I thought about what Professor Buckingham had said about accident we were here. "Somehow, I doubt that," I said.

Liz smiled and walked toward the pedestal while the rest of the class moved to look the artefacts that filled the room. "Wow!" Liz said. "It really is the prettiest thing I ever –"

Just then her shoe caught on the rug, and sent her hurtling toward the sword's protective case with every ounce of momentum her seventy-pound body could muster.

"NO!" Professor Buckingham cried and lunged toward us, but a bright light had already filled the room. A sharp crack echoed through the hall. And Liz's hair was starting to smoke.

A goofy look crossed her face, and I could have sworn she whispered "Oopsy daisy" as she crumbled to the floor.

Well, the good news was that Gillian Gallagher's sword was only charged with enough electricity to knock a person out. The bad news was that our seventy-pound roommate counted as only half a person.

Liz's this hair was still sticking almost straight out from her head. Small bandages covered both of her small hands. Her pale skin had a sort of cooked look about it, but she didn't seem to notice, and neither did Bex. They were sitting cross-legged on their beds, looking around the totally cool room where I'd been sleeping for two weeks, and I felt like I was seeing it for the first time too.

"We're really here, aren't we?" Liz asked.

"Yeah.

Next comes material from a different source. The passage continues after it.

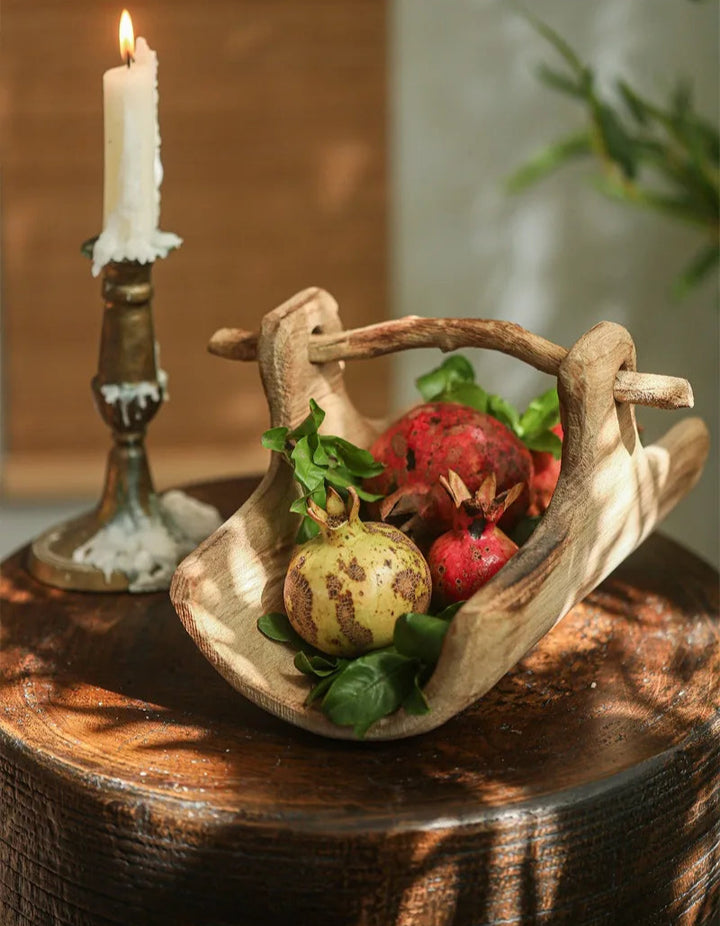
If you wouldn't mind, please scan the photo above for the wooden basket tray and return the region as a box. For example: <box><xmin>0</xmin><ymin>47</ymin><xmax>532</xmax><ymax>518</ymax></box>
<box><xmin>170</xmin><ymin>289</ymin><xmax>708</xmax><ymax>740</ymax></box>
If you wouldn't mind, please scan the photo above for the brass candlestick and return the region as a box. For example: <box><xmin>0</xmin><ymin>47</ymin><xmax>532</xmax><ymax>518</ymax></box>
<box><xmin>28</xmin><ymin>260</ymin><xmax>177</xmax><ymax>592</ymax></box>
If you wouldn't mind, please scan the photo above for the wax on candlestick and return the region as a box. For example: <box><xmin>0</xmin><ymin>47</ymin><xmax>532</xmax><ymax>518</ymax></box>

It's brilliant," Bex replied.

"I wonder who'll go there. Liz pointed to the fourth bed that sat in the corner of the room, just a bare mattress and box springs. A clean slate.

"Ooh," Bex said, loving the game already. "Maybe a diplomats daughter who is being chased by terrorists and we have to protect her?"

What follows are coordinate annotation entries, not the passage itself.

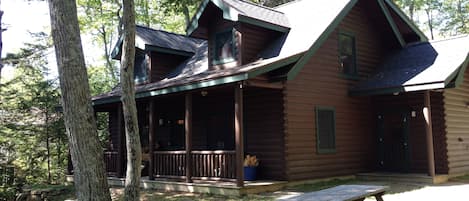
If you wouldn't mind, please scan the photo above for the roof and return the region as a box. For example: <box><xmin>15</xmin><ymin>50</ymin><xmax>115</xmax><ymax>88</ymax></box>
<box><xmin>93</xmin><ymin>51</ymin><xmax>302</xmax><ymax>105</ymax></box>
<box><xmin>186</xmin><ymin>0</ymin><xmax>290</xmax><ymax>35</ymax></box>
<box><xmin>263</xmin><ymin>0</ymin><xmax>354</xmax><ymax>57</ymax></box>
<box><xmin>112</xmin><ymin>25</ymin><xmax>204</xmax><ymax>58</ymax></box>
<box><xmin>351</xmin><ymin>36</ymin><xmax>469</xmax><ymax>95</ymax></box>
<box><xmin>95</xmin><ymin>0</ymin><xmax>436</xmax><ymax>103</ymax></box>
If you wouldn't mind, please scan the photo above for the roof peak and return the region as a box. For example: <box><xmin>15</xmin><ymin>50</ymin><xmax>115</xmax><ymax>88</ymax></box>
<box><xmin>135</xmin><ymin>24</ymin><xmax>195</xmax><ymax>40</ymax></box>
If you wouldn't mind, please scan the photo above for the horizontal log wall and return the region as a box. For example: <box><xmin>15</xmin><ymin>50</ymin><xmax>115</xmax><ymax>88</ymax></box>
<box><xmin>373</xmin><ymin>92</ymin><xmax>448</xmax><ymax>174</ymax></box>
<box><xmin>444</xmin><ymin>70</ymin><xmax>469</xmax><ymax>175</ymax></box>
<box><xmin>284</xmin><ymin>1</ymin><xmax>393</xmax><ymax>180</ymax></box>
<box><xmin>240</xmin><ymin>23</ymin><xmax>280</xmax><ymax>65</ymax></box>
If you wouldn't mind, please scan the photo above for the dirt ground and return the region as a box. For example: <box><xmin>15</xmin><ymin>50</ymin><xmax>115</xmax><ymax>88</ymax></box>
<box><xmin>61</xmin><ymin>176</ymin><xmax>469</xmax><ymax>201</ymax></box>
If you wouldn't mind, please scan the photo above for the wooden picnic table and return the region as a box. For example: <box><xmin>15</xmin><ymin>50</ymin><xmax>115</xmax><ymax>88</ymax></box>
<box><xmin>283</xmin><ymin>185</ymin><xmax>389</xmax><ymax>201</ymax></box>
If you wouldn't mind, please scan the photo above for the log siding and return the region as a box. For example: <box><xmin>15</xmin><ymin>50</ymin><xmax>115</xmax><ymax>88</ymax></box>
<box><xmin>284</xmin><ymin>2</ymin><xmax>391</xmax><ymax>180</ymax></box>
<box><xmin>443</xmin><ymin>70</ymin><xmax>469</xmax><ymax>176</ymax></box>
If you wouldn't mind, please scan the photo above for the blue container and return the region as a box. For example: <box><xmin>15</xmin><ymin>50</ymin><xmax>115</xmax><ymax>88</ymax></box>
<box><xmin>244</xmin><ymin>167</ymin><xmax>256</xmax><ymax>181</ymax></box>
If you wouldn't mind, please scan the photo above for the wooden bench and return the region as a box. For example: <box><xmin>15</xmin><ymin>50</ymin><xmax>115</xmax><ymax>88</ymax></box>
<box><xmin>284</xmin><ymin>185</ymin><xmax>389</xmax><ymax>201</ymax></box>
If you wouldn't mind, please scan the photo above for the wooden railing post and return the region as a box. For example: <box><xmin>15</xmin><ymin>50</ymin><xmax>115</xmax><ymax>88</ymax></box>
<box><xmin>148</xmin><ymin>100</ymin><xmax>155</xmax><ymax>180</ymax></box>
<box><xmin>423</xmin><ymin>90</ymin><xmax>435</xmax><ymax>177</ymax></box>
<box><xmin>184</xmin><ymin>93</ymin><xmax>192</xmax><ymax>183</ymax></box>
<box><xmin>234</xmin><ymin>84</ymin><xmax>244</xmax><ymax>187</ymax></box>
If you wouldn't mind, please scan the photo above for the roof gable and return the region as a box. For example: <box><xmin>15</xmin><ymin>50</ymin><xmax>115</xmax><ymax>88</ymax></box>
<box><xmin>277</xmin><ymin>0</ymin><xmax>427</xmax><ymax>80</ymax></box>
<box><xmin>111</xmin><ymin>25</ymin><xmax>204</xmax><ymax>59</ymax></box>
<box><xmin>186</xmin><ymin>0</ymin><xmax>290</xmax><ymax>35</ymax></box>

Liz laughed and scooted forward on her bed. "Or maybe a girl who is some kind of science prodigy –"

"Like you," Bex added, but Liz talked on.

"– and she has to come to the Gallagher Academy to finish her research for . . . something cool."

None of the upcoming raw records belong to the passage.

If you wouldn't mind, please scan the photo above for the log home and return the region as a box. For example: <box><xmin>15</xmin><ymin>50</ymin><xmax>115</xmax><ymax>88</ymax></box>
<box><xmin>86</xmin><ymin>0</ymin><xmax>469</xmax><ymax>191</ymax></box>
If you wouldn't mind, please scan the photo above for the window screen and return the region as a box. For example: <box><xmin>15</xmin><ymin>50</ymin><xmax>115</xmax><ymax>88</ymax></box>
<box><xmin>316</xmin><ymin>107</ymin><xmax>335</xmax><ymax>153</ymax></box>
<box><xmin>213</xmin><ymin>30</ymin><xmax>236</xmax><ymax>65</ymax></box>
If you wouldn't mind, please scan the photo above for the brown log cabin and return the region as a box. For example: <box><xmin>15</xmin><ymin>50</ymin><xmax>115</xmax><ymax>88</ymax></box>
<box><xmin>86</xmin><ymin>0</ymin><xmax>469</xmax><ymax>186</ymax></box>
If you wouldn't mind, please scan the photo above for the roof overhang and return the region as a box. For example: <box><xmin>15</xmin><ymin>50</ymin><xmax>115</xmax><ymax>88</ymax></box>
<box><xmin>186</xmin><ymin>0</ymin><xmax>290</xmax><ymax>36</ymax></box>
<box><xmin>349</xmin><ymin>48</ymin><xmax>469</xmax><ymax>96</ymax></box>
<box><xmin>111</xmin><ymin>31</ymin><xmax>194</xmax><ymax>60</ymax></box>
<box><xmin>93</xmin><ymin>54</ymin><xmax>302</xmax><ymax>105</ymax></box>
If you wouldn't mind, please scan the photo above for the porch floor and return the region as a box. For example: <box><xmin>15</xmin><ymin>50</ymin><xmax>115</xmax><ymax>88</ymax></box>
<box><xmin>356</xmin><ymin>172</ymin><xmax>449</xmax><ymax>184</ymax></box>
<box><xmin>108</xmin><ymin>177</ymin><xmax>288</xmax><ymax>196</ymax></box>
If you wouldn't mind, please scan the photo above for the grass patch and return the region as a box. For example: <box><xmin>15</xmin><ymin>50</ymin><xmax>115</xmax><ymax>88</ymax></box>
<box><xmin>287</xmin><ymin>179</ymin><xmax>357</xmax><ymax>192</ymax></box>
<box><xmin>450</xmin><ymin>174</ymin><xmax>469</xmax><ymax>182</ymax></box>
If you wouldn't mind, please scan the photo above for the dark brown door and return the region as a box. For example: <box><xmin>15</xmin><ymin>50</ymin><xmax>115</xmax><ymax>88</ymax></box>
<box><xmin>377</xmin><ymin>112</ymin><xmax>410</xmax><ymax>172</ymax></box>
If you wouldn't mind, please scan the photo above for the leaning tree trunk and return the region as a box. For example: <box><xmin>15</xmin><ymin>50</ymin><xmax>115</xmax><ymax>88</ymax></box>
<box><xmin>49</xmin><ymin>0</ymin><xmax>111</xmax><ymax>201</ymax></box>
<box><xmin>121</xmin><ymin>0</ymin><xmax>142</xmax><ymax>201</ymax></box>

"Yeah," Bex said, turning to me with wide eyes.

I'm pretty sure I was supposed to supply my own crazy theory about our future roommate. I was supposed to wonder what was going to come next. But instead I sat listening to the laughter and thundering footsteps that filled the corridors.

For the last two weeks, I'd been roaming the halls of the Gallagher Academy by myself. I'd been an only child for twelve years. And though the Gallagher Academy had basically been part of me for my entire life, it wasn't until that moment that I felt like a member of the sisterhood.